Eadweard Muybridge's 160 animal locomotion "moving" images (1872-1887)



In his early twenties, Eadweard Muybridge moved to the United States, where he was drawn to the primarily uncharted Western landscape. After a stagecoach accident, he convalesced back home in England and learned photography. Upon returning to the States in 1867, he soon earned his reputation photographing the landscape.

Apparently a hot-tempered man, Muybridge shot and killed his much younger wife's lover but was acquitted after a sensational trial, in part perhaps because he was friends with Leland Stanford, railroad magnate and governor of California. They became acquainted in 1872, when Stanford made a bet regarding a horse's gallop, contending that when a horse gallops, at some point all four of its feet are off the ground simultaneously.

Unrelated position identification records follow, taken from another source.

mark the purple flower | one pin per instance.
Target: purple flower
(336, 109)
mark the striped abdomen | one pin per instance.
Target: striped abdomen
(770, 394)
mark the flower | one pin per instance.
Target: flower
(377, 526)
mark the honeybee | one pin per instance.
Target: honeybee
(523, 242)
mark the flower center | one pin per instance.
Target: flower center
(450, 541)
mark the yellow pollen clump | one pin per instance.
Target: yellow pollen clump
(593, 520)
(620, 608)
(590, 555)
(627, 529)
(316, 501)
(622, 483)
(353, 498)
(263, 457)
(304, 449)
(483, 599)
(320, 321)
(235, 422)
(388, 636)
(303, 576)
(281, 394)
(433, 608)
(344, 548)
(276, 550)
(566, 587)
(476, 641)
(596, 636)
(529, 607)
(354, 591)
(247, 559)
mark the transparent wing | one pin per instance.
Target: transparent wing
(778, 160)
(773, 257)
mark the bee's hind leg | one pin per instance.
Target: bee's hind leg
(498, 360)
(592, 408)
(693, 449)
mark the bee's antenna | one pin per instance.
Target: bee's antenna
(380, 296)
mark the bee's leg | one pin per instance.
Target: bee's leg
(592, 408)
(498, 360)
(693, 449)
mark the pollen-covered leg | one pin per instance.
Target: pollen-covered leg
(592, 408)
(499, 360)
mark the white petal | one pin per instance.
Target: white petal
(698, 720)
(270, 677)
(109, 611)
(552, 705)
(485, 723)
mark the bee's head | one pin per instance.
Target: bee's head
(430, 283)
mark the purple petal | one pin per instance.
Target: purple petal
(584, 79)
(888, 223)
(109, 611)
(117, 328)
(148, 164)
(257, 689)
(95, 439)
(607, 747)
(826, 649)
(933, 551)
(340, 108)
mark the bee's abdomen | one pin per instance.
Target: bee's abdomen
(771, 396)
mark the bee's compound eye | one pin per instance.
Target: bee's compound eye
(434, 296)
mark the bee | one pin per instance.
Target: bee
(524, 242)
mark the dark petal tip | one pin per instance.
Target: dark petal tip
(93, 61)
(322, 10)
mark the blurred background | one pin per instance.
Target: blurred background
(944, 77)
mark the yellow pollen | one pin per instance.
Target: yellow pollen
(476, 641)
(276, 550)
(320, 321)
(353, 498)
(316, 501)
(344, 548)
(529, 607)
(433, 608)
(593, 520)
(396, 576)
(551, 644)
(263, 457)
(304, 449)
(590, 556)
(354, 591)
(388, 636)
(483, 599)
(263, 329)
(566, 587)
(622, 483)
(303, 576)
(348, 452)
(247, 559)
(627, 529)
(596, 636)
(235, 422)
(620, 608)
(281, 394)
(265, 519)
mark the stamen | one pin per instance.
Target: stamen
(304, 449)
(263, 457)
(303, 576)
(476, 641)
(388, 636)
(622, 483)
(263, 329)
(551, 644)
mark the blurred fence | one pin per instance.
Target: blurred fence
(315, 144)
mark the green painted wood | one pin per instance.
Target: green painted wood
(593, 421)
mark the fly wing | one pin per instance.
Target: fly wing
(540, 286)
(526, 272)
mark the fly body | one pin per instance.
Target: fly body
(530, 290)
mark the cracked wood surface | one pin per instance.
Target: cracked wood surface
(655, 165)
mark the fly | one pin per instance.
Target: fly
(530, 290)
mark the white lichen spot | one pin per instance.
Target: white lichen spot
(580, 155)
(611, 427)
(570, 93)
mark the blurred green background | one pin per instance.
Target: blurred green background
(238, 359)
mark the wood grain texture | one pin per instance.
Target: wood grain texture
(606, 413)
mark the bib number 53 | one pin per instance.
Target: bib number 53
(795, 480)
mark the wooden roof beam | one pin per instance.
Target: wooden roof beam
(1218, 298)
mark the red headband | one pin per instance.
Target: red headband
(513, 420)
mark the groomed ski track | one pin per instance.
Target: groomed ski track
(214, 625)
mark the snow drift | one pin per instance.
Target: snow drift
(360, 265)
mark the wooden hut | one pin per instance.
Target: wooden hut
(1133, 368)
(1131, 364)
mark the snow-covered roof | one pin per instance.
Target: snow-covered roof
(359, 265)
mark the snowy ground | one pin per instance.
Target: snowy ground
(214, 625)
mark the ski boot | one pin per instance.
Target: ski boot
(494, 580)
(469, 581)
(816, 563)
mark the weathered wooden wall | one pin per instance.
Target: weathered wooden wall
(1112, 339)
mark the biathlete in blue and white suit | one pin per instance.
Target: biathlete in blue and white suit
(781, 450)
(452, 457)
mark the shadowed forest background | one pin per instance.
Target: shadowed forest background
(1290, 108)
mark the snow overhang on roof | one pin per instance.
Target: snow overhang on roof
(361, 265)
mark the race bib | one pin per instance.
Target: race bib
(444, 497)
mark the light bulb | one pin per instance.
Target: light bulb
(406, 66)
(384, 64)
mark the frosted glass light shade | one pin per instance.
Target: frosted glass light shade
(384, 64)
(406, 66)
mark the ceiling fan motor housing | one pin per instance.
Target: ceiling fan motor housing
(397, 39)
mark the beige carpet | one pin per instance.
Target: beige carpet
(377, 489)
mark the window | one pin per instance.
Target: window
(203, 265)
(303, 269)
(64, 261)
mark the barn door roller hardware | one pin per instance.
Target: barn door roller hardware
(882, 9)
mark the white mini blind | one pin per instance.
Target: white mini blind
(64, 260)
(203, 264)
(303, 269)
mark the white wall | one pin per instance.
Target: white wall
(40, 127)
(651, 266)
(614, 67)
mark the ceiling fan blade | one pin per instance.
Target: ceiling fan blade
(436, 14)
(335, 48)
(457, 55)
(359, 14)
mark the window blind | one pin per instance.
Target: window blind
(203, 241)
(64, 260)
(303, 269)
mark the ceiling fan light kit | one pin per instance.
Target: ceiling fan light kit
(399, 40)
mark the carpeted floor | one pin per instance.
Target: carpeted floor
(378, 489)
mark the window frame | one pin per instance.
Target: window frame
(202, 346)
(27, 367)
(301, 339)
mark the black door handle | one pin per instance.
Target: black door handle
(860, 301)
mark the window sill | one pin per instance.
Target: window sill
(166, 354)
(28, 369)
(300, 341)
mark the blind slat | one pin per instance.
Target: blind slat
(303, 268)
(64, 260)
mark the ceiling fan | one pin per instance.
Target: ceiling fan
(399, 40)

Stanford hired Muybridge to prove it photographically; Muybridge, using a system of trip-shutter, high-speed photography and twenty-four cameras, did just that. Never one for false modesty, Muybridge declared:

The circumstances must have been exceptionally felicitous that made co-laborateurs [sic] of the man that no practical impediment could halt and of the artist who, to keep pace with the demands of the railroad builders, hurried his art to a marvel of perfection that it is fair to believe it would not else have reached in another century.

Muybridge is best known for this work and his "Animal Locomotion" series of stopped-action motion studies completed in 1887.